Ok here are various analyses I made based on my Sunday run…
I did tons of analyses struggling to find anything that would clearly influence COP of my machine in a certain direction but this was hard to prove.
I guess that the spread in measured COP itself is already a problem (or one of the symptoms of the problems my machine has?
First some elaboration on some processing I did on the data shown in the graphs below:
-“Corrected COP” means that I scaled the COP towards what it should have been at 35C output temperature. This is based on some datasheet I found months ago (but am unable to retrieve on the laptop I have with me in the time available on my holiday). In that data I found a nominal decrease of approximately 15% in COP per 5C increase of outlet temperature.

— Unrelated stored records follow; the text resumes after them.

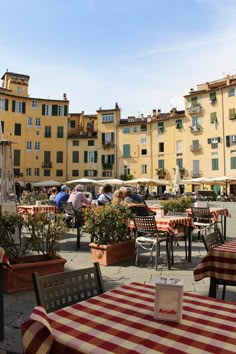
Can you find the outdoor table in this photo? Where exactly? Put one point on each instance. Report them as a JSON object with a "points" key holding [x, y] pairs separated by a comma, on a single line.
{"points": [[220, 264], [170, 223], [32, 209], [121, 321], [216, 212], [3, 263]]}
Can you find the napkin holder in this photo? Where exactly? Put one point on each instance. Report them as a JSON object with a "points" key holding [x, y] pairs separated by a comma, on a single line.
{"points": [[168, 299]]}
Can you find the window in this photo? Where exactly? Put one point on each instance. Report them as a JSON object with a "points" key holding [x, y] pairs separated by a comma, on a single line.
{"points": [[47, 133], [161, 147], [232, 114], [179, 162], [37, 146], [28, 171], [16, 158], [143, 127], [18, 107], [126, 170], [59, 173], [126, 150], [144, 141], [107, 118], [36, 172], [161, 164], [196, 171], [59, 156], [34, 104], [233, 163], [3, 104], [60, 132], [231, 92], [90, 156], [29, 122], [215, 164], [178, 124], [126, 130], [17, 129], [72, 124], [160, 127], [179, 147], [38, 122], [29, 146], [75, 156], [75, 173]]}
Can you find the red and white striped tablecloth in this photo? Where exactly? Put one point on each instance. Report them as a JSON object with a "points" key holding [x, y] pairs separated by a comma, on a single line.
{"points": [[220, 263], [121, 321]]}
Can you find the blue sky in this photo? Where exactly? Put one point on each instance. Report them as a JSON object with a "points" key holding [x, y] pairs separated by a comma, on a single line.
{"points": [[143, 54]]}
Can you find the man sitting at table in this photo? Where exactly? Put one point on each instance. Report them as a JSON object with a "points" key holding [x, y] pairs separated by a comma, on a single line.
{"points": [[62, 196]]}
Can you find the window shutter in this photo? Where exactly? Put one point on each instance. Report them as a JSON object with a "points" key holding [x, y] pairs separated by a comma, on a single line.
{"points": [[65, 110], [227, 140], [13, 106]]}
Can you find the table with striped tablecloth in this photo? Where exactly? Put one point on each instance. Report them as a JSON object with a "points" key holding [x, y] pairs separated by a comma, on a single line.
{"points": [[121, 321], [219, 263]]}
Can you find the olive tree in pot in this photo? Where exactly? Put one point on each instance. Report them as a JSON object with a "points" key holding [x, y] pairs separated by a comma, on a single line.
{"points": [[36, 250], [110, 235]]}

Mind that this is derived from figures at as far as I could see high load.
-“COP” was calculated as Flow (l/min) (bluntly translated into kg/min leading to a small overestimation) divided by DC Voltage x Compressor Current.
Then a blunt try to correlate COP with lots of things I could come up with. First the most clear one: A decrease in supplied heat always leads to a temporary significant increase in COP. This is logical as compressor work changes first and the heat exchangers with their thermal mass lag behind.
Then a lot of other correlations that generally do not indicate a lot. Most importantly I cannot clearly state that running the heat pump at the same heating power but with lower pump speed to get to the Samsung (actually Ambrava, the Dutch Importer) recommended 5C temperature difference would have lead to a strong increase in COP.
Note on the above: Having a lot of data points at near 1 operating point skews the trendline, I have yet to find an elegant way to circumvent that.
This one below has a little hint that if vapor is flashed over the EEV valve COP becomes lower.
Below 2 graphs with COP not corrected to 35C in one graph and corrected to 35C in the other.
And the last one.
The excel file itself for those interested:
Samengesteld log 2025-04-23 - Only heat storage.xlsx (3.7 MB)
Note on the plots: In many of the plots I decided to put a high degree of transparency on the dots. That gives some impression of where most of the datapoints are located and is -in my view- sometimes helpful to judge the data better if you have a set where many points are clustered around some regions. This clustering can lead to fitcurves having a statistically very bad fit which should be attributed to the machine just being operated too much in certain regions for a “nice” dataset that is easy to work with using standard statistics.